HomeCréations artistiques arabes ou réinvention du concept de l’engagement
Published on Wednesday, June 21, 2023
Abstract
Les artistes arabes, dont la réception de leur œuvre est souvent réduite à tort à une interprétation politique et à la lutte contre les oppressions politico-sociales, ont toujours osé et osent encore déconstruire le concept d’engagement, ne s’intéressant pas seulement à des sujets strictement arabes ni à des thématiques exclusivement politiques et collectives mais proposant des œuvres innovantes, tantôt plus intimes et subjectives, tantôt plus universelles sur des sujets concernant l’humanité entière et reflétant des enjeux sociétaux ou citoyens mondiaux, comme les défis environnementaux et la gestion des ressources naturelles, les pandémies, les concepts philosophiques, politiques et esthétiques, les enjeux et objectifs de la culture, la mise en question de la (post-)modernité, et toutes les questions qui animent le monde.
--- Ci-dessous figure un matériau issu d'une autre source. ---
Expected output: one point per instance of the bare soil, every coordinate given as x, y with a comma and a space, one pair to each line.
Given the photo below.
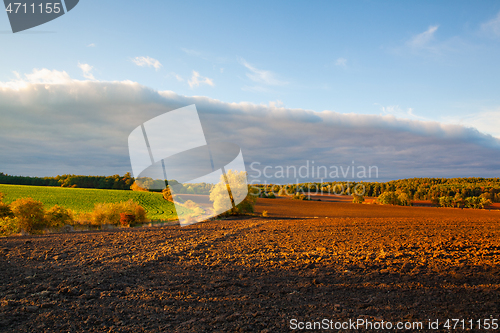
307, 261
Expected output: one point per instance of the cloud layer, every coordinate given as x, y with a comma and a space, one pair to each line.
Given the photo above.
52, 124
147, 61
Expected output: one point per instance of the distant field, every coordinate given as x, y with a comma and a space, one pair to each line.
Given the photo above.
83, 200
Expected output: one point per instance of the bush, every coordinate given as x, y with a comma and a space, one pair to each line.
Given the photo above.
29, 214
299, 196
404, 199
238, 181
9, 226
58, 216
5, 211
388, 198
109, 213
167, 194
356, 198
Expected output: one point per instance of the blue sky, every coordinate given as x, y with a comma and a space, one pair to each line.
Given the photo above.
422, 61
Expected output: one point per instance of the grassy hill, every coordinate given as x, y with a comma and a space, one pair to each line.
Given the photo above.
83, 200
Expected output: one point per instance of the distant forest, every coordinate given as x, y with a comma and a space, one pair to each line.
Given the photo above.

Ainsi, les œuvres engagées visent-elles à la fois la reconnaissance d’une valeur esthétique d’une part et la dénonciation d’une situation, la critique d’une opinion ou la défense d’une cause, dans le contexte de revendication de la liberté d’expression, d’autre part.
Announcement
Argumentaire
Comme celles de bien d’autres régions, les sociétés arabo-musulmanes sont secouées par de multiples bouleversements et des mutations constantes, tant sociopolitiques qu’artistiques ou environnementales, dont se font l’écho les productions artistiques arabes modernes contemporaines qui expriment, sous des formes variées, un engagement inscrit au cœur de la société, au sens où « il désigne l’attitude d’un intellectuel qui considère l’art comme un moyen d’exprimer ouvertement des idées, qu’elles relèvent ou non de l’art en lui-même. Par ses œuvres, ses actes et ses manifestes, l’artiste affirme donc son opinion avec le devoir de faire de son art un espace d’interpellation du public au regard de la cause défendue ou dénoncée. » (Spataro, 2018)
Cependant, au-delà du simple militantisme ‒ souvent accusé de pauvreté, tant politique et idéologique que créatrice et esthétique ‒, « l’engagement critique consiste au contraire à produire des œuvres qui respectent et même suscitent la liberté ou l’esprit analytique du spectateur. » (Dreyer, 2006) Les créateurs arabes, dont la réception de leur œuvre est souvent réduite à tort à une interprétation politique et à la lutte contre les oppressions politico-sociales, renient cette étiquette « d’artiste engagé arabe », comme Maḥmūd Darwīš qui, à maintes reprises, s’est insurgé contre l’appellation de « poète de la résistance palestinienne » et de figure de proue de l’écriture engagée pour la Palestine, qu’il jugeait restrictive[1]. Les artistes arabes ont toujours osé et osent encore déconstruire le concept d’engagement : ils ne s’intéressent pas seulement à des sujets strictement arabes ni à des thématiques exclusivement politiques et collectives, comme le public semble parfois l’attendre d’eux, mais proposent des œuvres innovantes, tantôt plus intimes et subjectives, tantôt plus universelles sur des sujets concernant l’humanité entière et reflétant des enjeux sociétaux ou citoyens mondiaux, comme les défis environnementaux et la gestion des ressources naturelles, les pandémies, les concepts philosophiques, politiques et esthétiques, les enjeux et objectifs de la culture, la mise en question de la (post-)modernité, et toutes les questions qui animent le Monde. Ainsi, les œuvres engagées visent-elles à la fois la reconnaissance d’une valeur esthétique d’une part et la dénonciation d’une situation, la critique d’une opinion ou la défense d’une cause, dans le contexte de revendication de la liberté d’expression, d’autre part.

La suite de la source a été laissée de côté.